As I discuss in a January 4, 2010 blog posting ("Words After an Afterword"), there was a serious problem with the originally published text of the afterword to Animals. What follows is a revised version:
Author’s Afterword (2010)
Let me begin this afterword by imagining an extension to the text of the novel itself, a paragraph that would carry the story forward in a different direction: 
Two or three years after Sam had gone out of their lives, both Zayne and Carrie stopped eating meat. But the first change in their habits came immediately; they stopped eating all the products of factory farming. And they were not the only ones. Even before the full measure of their grief had taken hold—if they had waited even a day or two it might have ended up undone forever—they phoned a friend who worked as a stringer for the Times. And suddenly the story was everywhere, I never really knew, people said, I had no idea it was that bad. And because most people are not evil, not most of the time, not if evil is shown to them in a way that they cannot look away from, there was all of a sudden broad agreement that things had to change. Within weeks the industry had adopted voluntary guidelines for improved treatment of livestock; within months governments at all levels had brought in comprehensive new regulations making such practices mandatory even for factory-farming operations, toughening cruelty-to-animal legislation and amending it to apply as fully to feedlots as it did to the treatment of pets.
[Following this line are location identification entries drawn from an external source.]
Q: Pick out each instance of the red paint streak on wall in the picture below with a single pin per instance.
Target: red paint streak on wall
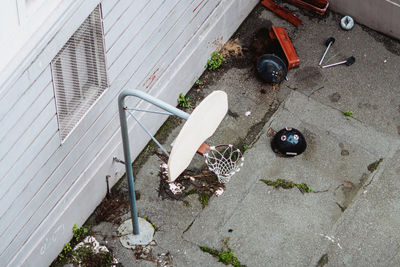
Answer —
(201, 2)
(151, 79)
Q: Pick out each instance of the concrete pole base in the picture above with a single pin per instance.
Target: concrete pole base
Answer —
(129, 240)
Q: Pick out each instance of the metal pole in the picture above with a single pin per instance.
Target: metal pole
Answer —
(128, 162)
(125, 141)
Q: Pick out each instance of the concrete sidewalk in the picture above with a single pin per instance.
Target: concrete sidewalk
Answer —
(352, 216)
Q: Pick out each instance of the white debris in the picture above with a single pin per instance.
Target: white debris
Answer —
(332, 239)
(219, 191)
(164, 169)
(176, 188)
(91, 242)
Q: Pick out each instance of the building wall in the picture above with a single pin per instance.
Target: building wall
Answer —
(47, 186)
(382, 15)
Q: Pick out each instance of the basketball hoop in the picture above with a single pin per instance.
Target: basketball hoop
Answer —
(224, 161)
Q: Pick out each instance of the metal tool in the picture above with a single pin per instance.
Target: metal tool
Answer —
(328, 43)
(348, 62)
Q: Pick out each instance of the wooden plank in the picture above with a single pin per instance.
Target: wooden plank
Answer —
(63, 31)
(115, 14)
(282, 12)
(20, 127)
(48, 200)
(107, 6)
(43, 156)
(179, 37)
(135, 63)
(132, 39)
(27, 148)
(19, 99)
(159, 41)
(11, 185)
(126, 19)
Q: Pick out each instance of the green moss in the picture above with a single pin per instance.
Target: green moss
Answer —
(215, 61)
(225, 255)
(374, 165)
(204, 198)
(287, 184)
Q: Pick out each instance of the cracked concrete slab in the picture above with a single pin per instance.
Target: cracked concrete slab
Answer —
(277, 225)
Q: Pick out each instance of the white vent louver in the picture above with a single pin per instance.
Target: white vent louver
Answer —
(79, 73)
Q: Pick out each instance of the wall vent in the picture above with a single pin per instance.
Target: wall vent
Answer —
(79, 73)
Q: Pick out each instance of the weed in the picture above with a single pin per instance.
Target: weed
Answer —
(287, 184)
(204, 198)
(85, 256)
(184, 102)
(225, 255)
(79, 232)
(374, 165)
(348, 114)
(62, 257)
(198, 83)
(215, 61)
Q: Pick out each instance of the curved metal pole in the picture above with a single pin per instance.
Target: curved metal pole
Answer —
(126, 146)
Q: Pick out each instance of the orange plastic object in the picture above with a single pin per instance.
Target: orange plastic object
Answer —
(287, 46)
(313, 8)
(282, 12)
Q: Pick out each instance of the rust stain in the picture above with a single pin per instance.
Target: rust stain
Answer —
(151, 79)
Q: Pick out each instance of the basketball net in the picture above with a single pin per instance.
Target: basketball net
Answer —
(224, 161)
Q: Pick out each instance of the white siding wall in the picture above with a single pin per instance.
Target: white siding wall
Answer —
(156, 46)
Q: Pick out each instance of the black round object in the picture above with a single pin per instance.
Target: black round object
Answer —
(289, 142)
(271, 68)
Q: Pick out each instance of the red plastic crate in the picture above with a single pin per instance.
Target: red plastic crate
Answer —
(280, 34)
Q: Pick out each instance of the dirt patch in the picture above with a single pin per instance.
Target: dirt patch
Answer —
(204, 184)
(112, 207)
(308, 77)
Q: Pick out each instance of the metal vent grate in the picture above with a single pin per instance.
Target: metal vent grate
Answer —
(79, 73)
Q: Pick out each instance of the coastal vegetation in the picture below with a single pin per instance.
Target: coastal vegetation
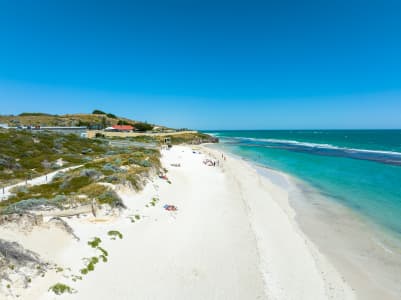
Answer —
(96, 120)
(101, 166)
(25, 154)
(61, 288)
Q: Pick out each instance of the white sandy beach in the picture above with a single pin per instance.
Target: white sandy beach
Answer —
(233, 237)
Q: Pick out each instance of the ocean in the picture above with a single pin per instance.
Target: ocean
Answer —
(360, 169)
(345, 188)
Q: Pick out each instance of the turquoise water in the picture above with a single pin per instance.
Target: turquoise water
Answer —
(360, 169)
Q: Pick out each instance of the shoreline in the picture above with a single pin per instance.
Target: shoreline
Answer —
(355, 246)
(223, 242)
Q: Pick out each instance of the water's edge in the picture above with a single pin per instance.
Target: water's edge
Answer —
(365, 254)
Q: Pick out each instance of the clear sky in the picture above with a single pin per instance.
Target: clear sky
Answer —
(206, 64)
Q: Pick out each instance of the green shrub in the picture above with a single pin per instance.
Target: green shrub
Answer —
(60, 288)
(115, 233)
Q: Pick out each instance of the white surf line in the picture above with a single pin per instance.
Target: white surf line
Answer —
(43, 179)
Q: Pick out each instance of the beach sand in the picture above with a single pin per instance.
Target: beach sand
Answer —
(233, 236)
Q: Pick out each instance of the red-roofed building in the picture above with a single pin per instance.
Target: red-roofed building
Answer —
(123, 128)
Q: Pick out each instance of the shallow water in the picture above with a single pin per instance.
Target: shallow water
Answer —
(349, 207)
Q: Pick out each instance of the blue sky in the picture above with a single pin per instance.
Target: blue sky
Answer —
(206, 64)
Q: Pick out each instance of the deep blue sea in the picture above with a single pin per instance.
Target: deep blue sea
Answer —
(361, 169)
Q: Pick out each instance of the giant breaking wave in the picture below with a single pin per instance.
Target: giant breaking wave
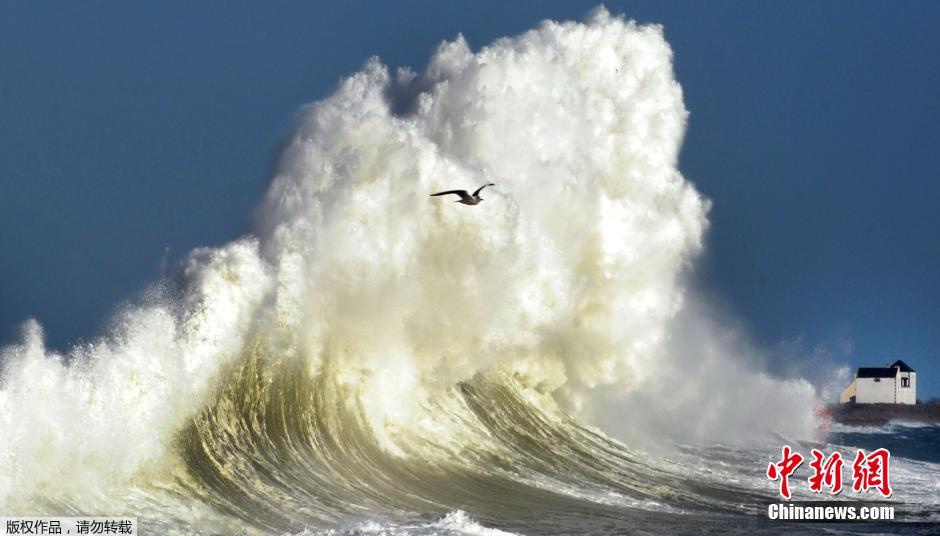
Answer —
(372, 352)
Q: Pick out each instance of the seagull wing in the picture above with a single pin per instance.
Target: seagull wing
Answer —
(462, 193)
(476, 193)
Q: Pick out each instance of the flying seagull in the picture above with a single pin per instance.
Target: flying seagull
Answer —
(466, 198)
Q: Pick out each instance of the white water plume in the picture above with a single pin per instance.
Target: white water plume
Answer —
(567, 276)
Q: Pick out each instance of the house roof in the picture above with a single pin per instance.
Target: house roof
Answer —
(876, 372)
(903, 366)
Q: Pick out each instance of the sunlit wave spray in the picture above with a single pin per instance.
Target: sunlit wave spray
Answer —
(370, 350)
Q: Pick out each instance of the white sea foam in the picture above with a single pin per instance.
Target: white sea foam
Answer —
(568, 276)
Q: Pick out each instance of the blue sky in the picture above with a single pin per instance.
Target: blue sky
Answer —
(130, 130)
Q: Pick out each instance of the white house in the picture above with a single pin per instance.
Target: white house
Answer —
(891, 384)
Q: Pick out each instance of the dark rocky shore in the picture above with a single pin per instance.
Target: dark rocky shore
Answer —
(878, 414)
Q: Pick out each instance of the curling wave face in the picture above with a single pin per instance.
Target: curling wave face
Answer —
(370, 351)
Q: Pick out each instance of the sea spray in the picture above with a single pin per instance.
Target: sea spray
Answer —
(370, 350)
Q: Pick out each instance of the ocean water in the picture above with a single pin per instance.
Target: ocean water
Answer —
(371, 360)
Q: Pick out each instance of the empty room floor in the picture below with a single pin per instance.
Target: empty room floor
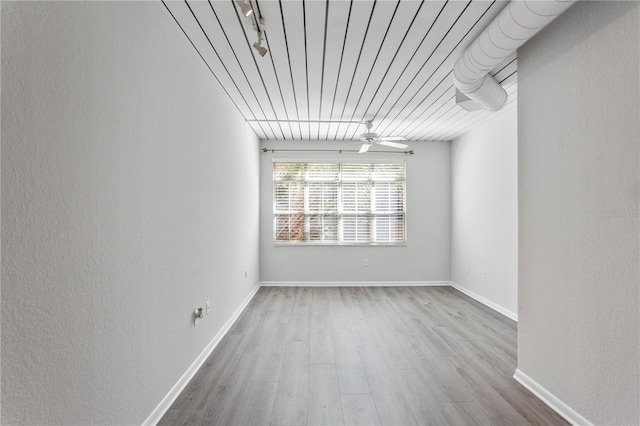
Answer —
(362, 356)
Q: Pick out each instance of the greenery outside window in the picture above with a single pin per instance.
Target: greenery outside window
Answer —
(339, 203)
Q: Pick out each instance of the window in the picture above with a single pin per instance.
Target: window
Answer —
(339, 203)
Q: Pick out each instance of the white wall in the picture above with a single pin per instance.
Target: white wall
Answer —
(579, 133)
(424, 258)
(117, 220)
(484, 213)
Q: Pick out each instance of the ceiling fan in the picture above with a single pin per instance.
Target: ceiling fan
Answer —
(368, 138)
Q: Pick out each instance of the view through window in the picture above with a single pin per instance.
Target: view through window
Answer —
(339, 203)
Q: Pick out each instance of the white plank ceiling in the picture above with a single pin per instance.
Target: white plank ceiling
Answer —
(333, 64)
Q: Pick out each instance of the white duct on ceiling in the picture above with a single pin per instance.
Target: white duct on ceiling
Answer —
(519, 21)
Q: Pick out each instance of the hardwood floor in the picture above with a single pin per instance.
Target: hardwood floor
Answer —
(362, 356)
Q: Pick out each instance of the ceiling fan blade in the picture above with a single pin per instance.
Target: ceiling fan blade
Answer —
(364, 148)
(393, 138)
(394, 144)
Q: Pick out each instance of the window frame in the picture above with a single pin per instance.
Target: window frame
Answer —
(339, 214)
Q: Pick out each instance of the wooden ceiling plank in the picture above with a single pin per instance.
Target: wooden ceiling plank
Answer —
(423, 18)
(447, 51)
(236, 88)
(293, 29)
(337, 23)
(239, 34)
(381, 22)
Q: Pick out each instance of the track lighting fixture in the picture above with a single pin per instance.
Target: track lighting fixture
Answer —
(258, 45)
(245, 7)
(258, 26)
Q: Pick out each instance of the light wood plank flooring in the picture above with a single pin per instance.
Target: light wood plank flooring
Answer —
(362, 356)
Some governments went even further, ensuring that the small operators who had traditionally been the most humane were given the means to compete with larger ones. Within a very few years the overwhelming majority of people had decided that they were more than willing to pay a bit more for peace of mind, for the knowledge that the creatures they were eating had been humanely treated before being killed. Truly free-range products became the norm rather than the exception, and meat-eating in general declined markedly. Five years after Sam’s death there were features in almost all the major media on the mongrel whose death had brought about a revolution.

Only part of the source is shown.